Joan Nelson was born in 1958 in Southern California and spent her youth in St. Louis, Missouri. Critic Mary Haus wrote, “Nelson… emerged from the East Village in the mid-‘80s at the forefront of a landscape revival that blurred the line between romance and irony.” Now as then, Nelson paints small paintings on thick pieces of wood using a variety of materials often combined with wax.

“Nelson’s work,” wrote Alfred MacAdam of her “splendid” 2001 solo show at Robert Miller Gallery in New York, “demonstrates that landscape painting is not about the imitation of nature, or verisimilitude, but about art.” Her pictures of trees or of landscapes are usually based on fragments of paintings by other artists, from the great landscape painters of past centuries or the cartoonist Hergé (Georges Remi) who illustrated Tintin. “What Nelson offers are fictions—not places in the world but places in the world of art.” Her delicate, dream-like pictures are retreats for the mind, supplied by the minds of others. “It’s not intended to be truthful to the original,” she has said: “It’s channeled through my brain more than my eye.”

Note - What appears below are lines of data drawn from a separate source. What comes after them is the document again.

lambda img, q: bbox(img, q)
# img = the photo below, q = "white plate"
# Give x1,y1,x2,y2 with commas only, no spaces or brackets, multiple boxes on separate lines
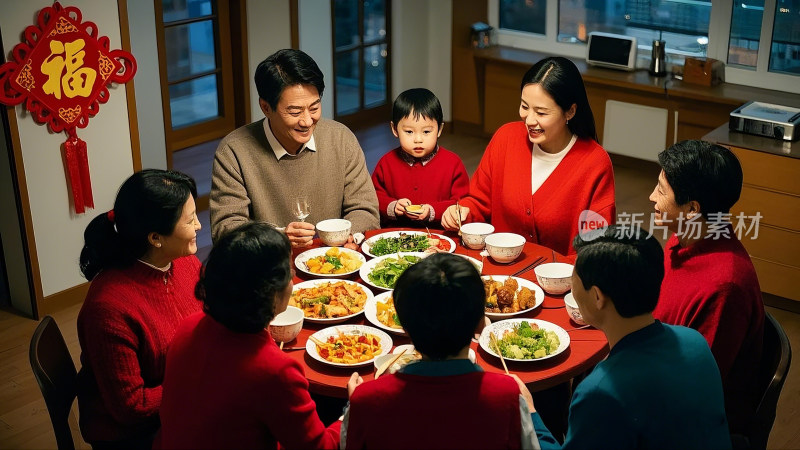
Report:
359,252,429,291
481,276,545,319
364,291,406,335
361,231,456,258
479,319,570,362
456,254,484,275
306,324,393,368
294,247,366,278
290,279,373,324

In her etchings at Crown Point Press, she combined images from old art with those of living things recorded in snapshots. She says she learned in art school that “you could paint anything. What mattered was the attitude.” Her attitude is one of pleasure in stillness, delight in detail, and recognition of the capacity in nature for renewal. She works on her multiple copper plates in a way comparable to how she paints on wood, making changes and additions until a dense, layered image magically takes on life. “I’m usually pretty passionate about the art I’m working from,” she has said. “Sometimes I’m in love with it.”

Nelson’s work is included in the collections of the Museum of Modern Art and the Solomon R. Guggenheim Museum in New York; the Los Angeles County Museum of Art; the Minneapolis Museum of Art; the Hirshhorn Museum and Sculpture Garden in Washington D.C.; and the Museum of Fine Arts in Boston. She lives and works in upstate New York.